En Afrique du Sud, un pays dont le potentiel minier est bien connu mais qui était jusqu’ici pauvre en hydrocarbures, la donne est en train de changer avec deux découvertes offshore importantes de gaz naturel et de condensats (des liquides proches du pétrole obtenus par la condensation du gaz naturel) réalisées par TotalEnergies, Brulpadda et Luiperd. Après la première de ces découvertes, le groupe français avait indiqué qu’il ouvrait une nouvelle province pétrolière et gazière de dimension internationale. Il y a environ un an, TotalEnergies a déposé auprès du gouvernement sud-africain une demande en vue d’obtenir l’autorisation de développer et, ultérieurement, de mettre en production ces découvertes.

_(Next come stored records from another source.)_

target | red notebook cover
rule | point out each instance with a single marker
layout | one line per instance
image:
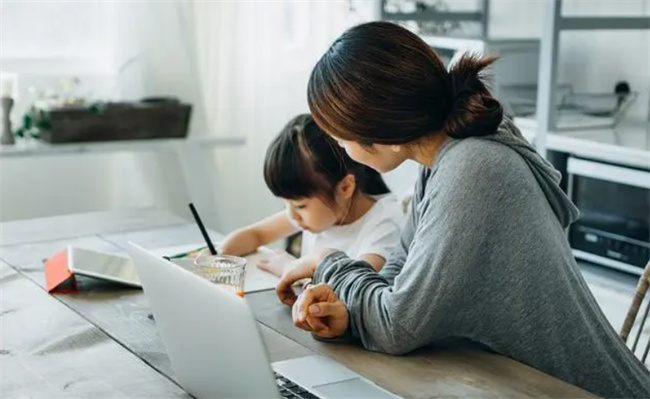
(58, 276)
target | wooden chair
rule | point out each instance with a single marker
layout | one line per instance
(641, 291)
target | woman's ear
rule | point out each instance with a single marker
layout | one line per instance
(347, 186)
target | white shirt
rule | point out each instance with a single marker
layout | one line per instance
(376, 232)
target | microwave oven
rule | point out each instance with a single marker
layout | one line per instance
(614, 225)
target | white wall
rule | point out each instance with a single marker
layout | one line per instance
(115, 48)
(252, 97)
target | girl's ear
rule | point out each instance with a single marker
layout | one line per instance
(347, 186)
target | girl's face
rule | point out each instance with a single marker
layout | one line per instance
(311, 214)
(314, 214)
(380, 157)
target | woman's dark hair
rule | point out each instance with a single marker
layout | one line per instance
(380, 83)
(304, 162)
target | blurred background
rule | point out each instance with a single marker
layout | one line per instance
(242, 67)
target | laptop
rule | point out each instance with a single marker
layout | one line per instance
(215, 347)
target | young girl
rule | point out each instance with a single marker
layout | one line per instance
(335, 202)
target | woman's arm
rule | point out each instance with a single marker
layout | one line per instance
(433, 288)
(246, 240)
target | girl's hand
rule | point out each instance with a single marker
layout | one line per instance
(304, 267)
(277, 263)
(319, 310)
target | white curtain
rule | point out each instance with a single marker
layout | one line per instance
(254, 59)
(244, 66)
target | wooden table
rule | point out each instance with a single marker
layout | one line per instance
(100, 343)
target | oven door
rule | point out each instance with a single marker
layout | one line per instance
(614, 225)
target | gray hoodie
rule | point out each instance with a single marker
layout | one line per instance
(484, 257)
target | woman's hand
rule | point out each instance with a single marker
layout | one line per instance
(319, 310)
(304, 267)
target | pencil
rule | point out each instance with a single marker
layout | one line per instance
(206, 237)
(184, 254)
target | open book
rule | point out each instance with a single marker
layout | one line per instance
(256, 279)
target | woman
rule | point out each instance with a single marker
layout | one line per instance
(484, 255)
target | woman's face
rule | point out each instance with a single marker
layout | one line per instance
(380, 157)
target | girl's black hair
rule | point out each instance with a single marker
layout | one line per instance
(303, 162)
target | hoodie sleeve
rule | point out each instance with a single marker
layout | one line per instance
(432, 275)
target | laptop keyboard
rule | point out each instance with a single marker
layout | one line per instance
(291, 390)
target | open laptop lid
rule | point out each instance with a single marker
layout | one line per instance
(210, 335)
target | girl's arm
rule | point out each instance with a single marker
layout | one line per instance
(246, 240)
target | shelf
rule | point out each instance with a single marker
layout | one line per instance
(604, 23)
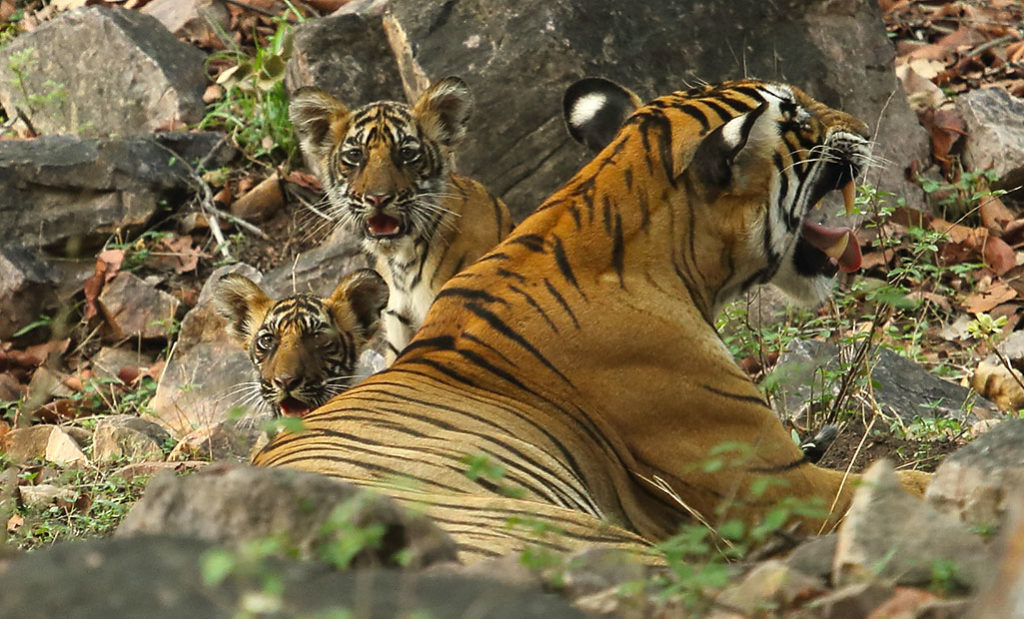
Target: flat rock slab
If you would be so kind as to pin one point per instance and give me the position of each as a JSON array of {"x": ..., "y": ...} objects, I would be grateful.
[
  {"x": 888, "y": 534},
  {"x": 979, "y": 481},
  {"x": 517, "y": 145},
  {"x": 158, "y": 578},
  {"x": 993, "y": 119},
  {"x": 99, "y": 71},
  {"x": 902, "y": 387},
  {"x": 236, "y": 504}
]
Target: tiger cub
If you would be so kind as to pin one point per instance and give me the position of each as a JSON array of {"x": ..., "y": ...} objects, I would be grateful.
[
  {"x": 387, "y": 170},
  {"x": 305, "y": 348}
]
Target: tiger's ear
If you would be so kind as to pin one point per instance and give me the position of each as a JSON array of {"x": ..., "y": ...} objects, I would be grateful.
[
  {"x": 366, "y": 293},
  {"x": 243, "y": 304},
  {"x": 595, "y": 109},
  {"x": 443, "y": 110},
  {"x": 714, "y": 160},
  {"x": 320, "y": 121}
]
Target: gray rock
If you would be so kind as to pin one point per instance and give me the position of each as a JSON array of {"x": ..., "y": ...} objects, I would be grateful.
[
  {"x": 27, "y": 288},
  {"x": 65, "y": 192},
  {"x": 190, "y": 19},
  {"x": 134, "y": 308},
  {"x": 199, "y": 385},
  {"x": 978, "y": 482},
  {"x": 127, "y": 437},
  {"x": 346, "y": 54},
  {"x": 517, "y": 146},
  {"x": 995, "y": 134},
  {"x": 239, "y": 503},
  {"x": 902, "y": 388},
  {"x": 157, "y": 578},
  {"x": 100, "y": 71},
  {"x": 891, "y": 535}
]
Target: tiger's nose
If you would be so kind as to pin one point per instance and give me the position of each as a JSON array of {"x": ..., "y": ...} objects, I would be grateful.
[
  {"x": 286, "y": 382},
  {"x": 378, "y": 200}
]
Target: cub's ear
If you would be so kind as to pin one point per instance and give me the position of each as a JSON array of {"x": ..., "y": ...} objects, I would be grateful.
[
  {"x": 594, "y": 110},
  {"x": 320, "y": 121},
  {"x": 243, "y": 304},
  {"x": 366, "y": 293},
  {"x": 714, "y": 160},
  {"x": 443, "y": 110}
]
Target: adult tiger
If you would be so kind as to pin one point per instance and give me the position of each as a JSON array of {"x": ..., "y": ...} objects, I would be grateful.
[
  {"x": 581, "y": 353},
  {"x": 387, "y": 170}
]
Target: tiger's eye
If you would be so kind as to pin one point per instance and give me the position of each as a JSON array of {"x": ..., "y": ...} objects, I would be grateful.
[{"x": 352, "y": 156}]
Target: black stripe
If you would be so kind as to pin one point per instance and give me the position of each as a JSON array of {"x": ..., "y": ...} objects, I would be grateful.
[
  {"x": 562, "y": 261},
  {"x": 502, "y": 328}
]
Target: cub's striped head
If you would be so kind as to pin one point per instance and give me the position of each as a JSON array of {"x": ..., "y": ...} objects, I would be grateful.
[
  {"x": 305, "y": 348},
  {"x": 384, "y": 166},
  {"x": 753, "y": 158}
]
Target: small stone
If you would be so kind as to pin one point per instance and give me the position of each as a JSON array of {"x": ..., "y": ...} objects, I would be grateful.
[
  {"x": 771, "y": 584},
  {"x": 26, "y": 444},
  {"x": 127, "y": 437},
  {"x": 891, "y": 535},
  {"x": 232, "y": 504},
  {"x": 977, "y": 481},
  {"x": 62, "y": 450},
  {"x": 134, "y": 308},
  {"x": 109, "y": 362},
  {"x": 42, "y": 495},
  {"x": 219, "y": 442},
  {"x": 261, "y": 202}
]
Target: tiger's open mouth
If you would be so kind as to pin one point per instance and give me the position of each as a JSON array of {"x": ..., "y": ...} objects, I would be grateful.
[
  {"x": 291, "y": 407},
  {"x": 823, "y": 250},
  {"x": 383, "y": 227}
]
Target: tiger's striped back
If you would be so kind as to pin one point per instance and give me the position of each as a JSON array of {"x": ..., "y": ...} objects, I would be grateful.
[{"x": 581, "y": 353}]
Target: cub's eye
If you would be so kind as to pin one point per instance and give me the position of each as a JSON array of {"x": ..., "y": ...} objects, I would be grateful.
[
  {"x": 409, "y": 154},
  {"x": 352, "y": 156},
  {"x": 265, "y": 341},
  {"x": 323, "y": 339}
]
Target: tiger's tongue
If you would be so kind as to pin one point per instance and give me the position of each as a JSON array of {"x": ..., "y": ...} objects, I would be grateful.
[
  {"x": 382, "y": 224},
  {"x": 838, "y": 243}
]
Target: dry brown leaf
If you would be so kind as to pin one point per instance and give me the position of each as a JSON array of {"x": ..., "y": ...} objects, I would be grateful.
[
  {"x": 108, "y": 263},
  {"x": 998, "y": 256},
  {"x": 984, "y": 301},
  {"x": 14, "y": 523}
]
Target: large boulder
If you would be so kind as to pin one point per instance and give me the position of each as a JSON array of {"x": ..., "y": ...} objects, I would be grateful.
[
  {"x": 99, "y": 71},
  {"x": 519, "y": 57}
]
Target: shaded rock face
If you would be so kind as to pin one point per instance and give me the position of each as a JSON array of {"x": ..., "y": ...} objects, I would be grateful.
[
  {"x": 518, "y": 148},
  {"x": 243, "y": 503},
  {"x": 158, "y": 578},
  {"x": 137, "y": 79}
]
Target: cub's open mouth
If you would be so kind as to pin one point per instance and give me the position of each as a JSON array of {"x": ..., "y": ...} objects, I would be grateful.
[
  {"x": 290, "y": 407},
  {"x": 826, "y": 250},
  {"x": 382, "y": 227}
]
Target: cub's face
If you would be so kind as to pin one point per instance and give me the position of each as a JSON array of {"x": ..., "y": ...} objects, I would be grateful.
[
  {"x": 304, "y": 348},
  {"x": 384, "y": 166}
]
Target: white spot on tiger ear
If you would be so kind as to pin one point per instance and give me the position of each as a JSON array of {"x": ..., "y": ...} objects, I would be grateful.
[{"x": 586, "y": 108}]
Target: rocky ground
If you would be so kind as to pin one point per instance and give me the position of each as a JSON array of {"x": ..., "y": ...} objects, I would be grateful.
[{"x": 134, "y": 173}]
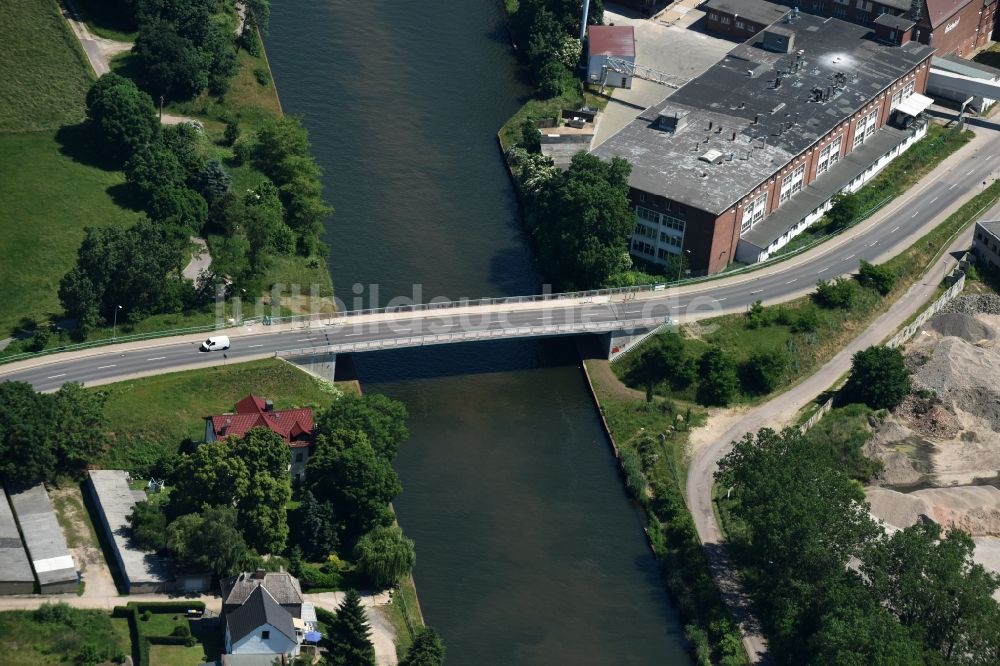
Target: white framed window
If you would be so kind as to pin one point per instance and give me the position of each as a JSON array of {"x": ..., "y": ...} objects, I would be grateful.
[
  {"x": 830, "y": 155},
  {"x": 792, "y": 183},
  {"x": 865, "y": 128},
  {"x": 753, "y": 213}
]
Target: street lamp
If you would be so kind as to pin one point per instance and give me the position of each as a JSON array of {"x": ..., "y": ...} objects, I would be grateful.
[{"x": 680, "y": 264}]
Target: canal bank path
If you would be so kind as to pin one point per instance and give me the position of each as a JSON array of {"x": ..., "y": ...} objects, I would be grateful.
[{"x": 779, "y": 411}]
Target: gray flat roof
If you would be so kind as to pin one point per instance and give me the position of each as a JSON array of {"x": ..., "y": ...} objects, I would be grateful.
[
  {"x": 992, "y": 227},
  {"x": 725, "y": 96},
  {"x": 758, "y": 11},
  {"x": 14, "y": 565},
  {"x": 43, "y": 537},
  {"x": 116, "y": 500},
  {"x": 818, "y": 192},
  {"x": 965, "y": 67}
]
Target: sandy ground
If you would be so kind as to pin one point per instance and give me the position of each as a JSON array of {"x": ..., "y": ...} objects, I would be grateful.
[
  {"x": 200, "y": 259},
  {"x": 86, "y": 552}
]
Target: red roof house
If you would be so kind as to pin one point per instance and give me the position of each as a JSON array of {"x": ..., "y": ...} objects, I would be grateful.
[{"x": 294, "y": 425}]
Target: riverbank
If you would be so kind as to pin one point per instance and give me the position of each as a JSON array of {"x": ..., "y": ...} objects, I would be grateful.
[{"x": 649, "y": 440}]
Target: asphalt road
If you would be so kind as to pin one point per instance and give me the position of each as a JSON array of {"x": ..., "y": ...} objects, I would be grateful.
[{"x": 891, "y": 230}]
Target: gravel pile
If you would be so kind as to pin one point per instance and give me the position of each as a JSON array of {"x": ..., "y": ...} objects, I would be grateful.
[
  {"x": 974, "y": 304},
  {"x": 961, "y": 325},
  {"x": 965, "y": 376}
]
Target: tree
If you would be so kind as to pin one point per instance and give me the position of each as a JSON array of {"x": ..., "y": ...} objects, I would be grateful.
[
  {"x": 76, "y": 432},
  {"x": 582, "y": 223},
  {"x": 382, "y": 419},
  {"x": 879, "y": 278},
  {"x": 349, "y": 634},
  {"x": 26, "y": 456},
  {"x": 879, "y": 377},
  {"x": 210, "y": 476},
  {"x": 154, "y": 167},
  {"x": 385, "y": 555},
  {"x": 359, "y": 484},
  {"x": 137, "y": 268},
  {"x": 208, "y": 539},
  {"x": 171, "y": 65},
  {"x": 178, "y": 206},
  {"x": 838, "y": 293},
  {"x": 316, "y": 527},
  {"x": 427, "y": 649},
  {"x": 664, "y": 360},
  {"x": 213, "y": 182},
  {"x": 718, "y": 381},
  {"x": 930, "y": 582},
  {"x": 122, "y": 116},
  {"x": 765, "y": 370}
]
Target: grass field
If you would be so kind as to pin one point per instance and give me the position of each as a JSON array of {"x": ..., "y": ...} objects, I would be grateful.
[
  {"x": 27, "y": 641},
  {"x": 44, "y": 71},
  {"x": 144, "y": 430},
  {"x": 48, "y": 197}
]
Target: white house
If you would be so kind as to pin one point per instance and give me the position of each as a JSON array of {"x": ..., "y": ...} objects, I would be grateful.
[{"x": 261, "y": 626}]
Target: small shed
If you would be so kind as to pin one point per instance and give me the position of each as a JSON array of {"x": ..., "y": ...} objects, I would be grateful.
[
  {"x": 610, "y": 55},
  {"x": 15, "y": 570},
  {"x": 54, "y": 567}
]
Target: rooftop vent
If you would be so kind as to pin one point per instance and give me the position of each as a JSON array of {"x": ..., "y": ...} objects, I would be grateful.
[{"x": 712, "y": 156}]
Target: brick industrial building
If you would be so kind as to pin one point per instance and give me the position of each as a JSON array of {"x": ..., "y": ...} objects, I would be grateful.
[{"x": 739, "y": 160}]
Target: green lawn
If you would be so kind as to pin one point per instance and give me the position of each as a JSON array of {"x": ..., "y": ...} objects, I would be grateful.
[
  {"x": 44, "y": 71},
  {"x": 26, "y": 641},
  {"x": 48, "y": 197},
  {"x": 149, "y": 418}
]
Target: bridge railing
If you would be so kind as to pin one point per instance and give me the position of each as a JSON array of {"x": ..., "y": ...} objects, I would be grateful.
[{"x": 477, "y": 335}]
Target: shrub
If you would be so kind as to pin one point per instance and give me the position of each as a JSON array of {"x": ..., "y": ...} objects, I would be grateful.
[
  {"x": 879, "y": 278},
  {"x": 839, "y": 293},
  {"x": 879, "y": 377}
]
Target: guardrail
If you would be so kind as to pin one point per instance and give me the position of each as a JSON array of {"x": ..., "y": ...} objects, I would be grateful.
[{"x": 473, "y": 336}]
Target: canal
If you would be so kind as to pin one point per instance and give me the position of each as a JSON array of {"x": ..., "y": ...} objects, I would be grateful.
[{"x": 528, "y": 551}]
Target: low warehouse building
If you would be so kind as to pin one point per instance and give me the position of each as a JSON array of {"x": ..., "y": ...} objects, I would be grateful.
[
  {"x": 740, "y": 159},
  {"x": 141, "y": 571},
  {"x": 15, "y": 570},
  {"x": 50, "y": 558}
]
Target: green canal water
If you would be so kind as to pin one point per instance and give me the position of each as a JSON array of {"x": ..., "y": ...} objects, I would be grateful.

Les compagnies pétrolières internationales à la manœuvre
De ce rapide tour d’Afrique (rappelons à nouveau qu’il n’est pas exhaustif), on peut relever certaines caractéristiques importantes : les pays concernés sont situés en Afrique du Nord, en Afrique de l’Ouest, en Afrique de l’Est et en Afrique australe ; la géographie des hydrocarbures sur le continent est donc en train de se modifier de façon très significative avec la montée en puissance de l’Afrique de l’Est et de l’Afrique australe en plus de l’Afrique de Nord et de l’Afrique de l’Ouest qui sont des régions productrices de pétrole et de gaz depuis des décennies ; la plupart de ces projets pétroliers et gaziers sont offshore même s’il y a des exceptions notables telles que l’Ouganda ; en dehors de l’Afrique du Nord, les compagnies pétrolières internationales jouent un rôle clé dans ces projets (sans elles, ils ne pourraient pas être développés) ; ces compagnies sont principalement de très grandes sociétés pétrolières, dont Eni, TotalEnergies, Shell, ExxonMobil et BP (par ordre décroissant au regard du nombre de projets dans lesquels ces firmes sont impliquées) ; ces projets sont principalement, voire uniquement, orientés vers l’exportation ; pour l’Afrique du Nord, ces nouveaux projets sont surtout gaziers alors que, pour l’Afrique subsaharienne, on a un mélange de projets pétroliers et gaziers ; globalement, sur l’ensemble du continent africain, le gaz naturel est très bien placé ; plusieurs de ces projets sont géants, ce qui signifie dans le jargon de l’industrie pétrolière qu’ils vont mobiliser des réserves d’hydrocarbures très importantes ; plusieurs pays africains vont devenir dans les mois ou les années qui viennent de nouveaux producteurs et exportateurs de pétrole et/ou de gaz (Sénégal, Mauritanie, Ouganda, Mozambique, Tanzanie, Namibie, Afrique du Sud), ce qui illustre bien le potentiel de l’Afrique en hydrocarbures. Pour développer et exploiter ce potentiel, de nombreux pays africains, leurs sociétés pétrolières nationales et plusieurs compagnies pétrolières privées internationales sont prêts à coopérer dans la durée car tous ces acteurs y trouvent leur intérêt.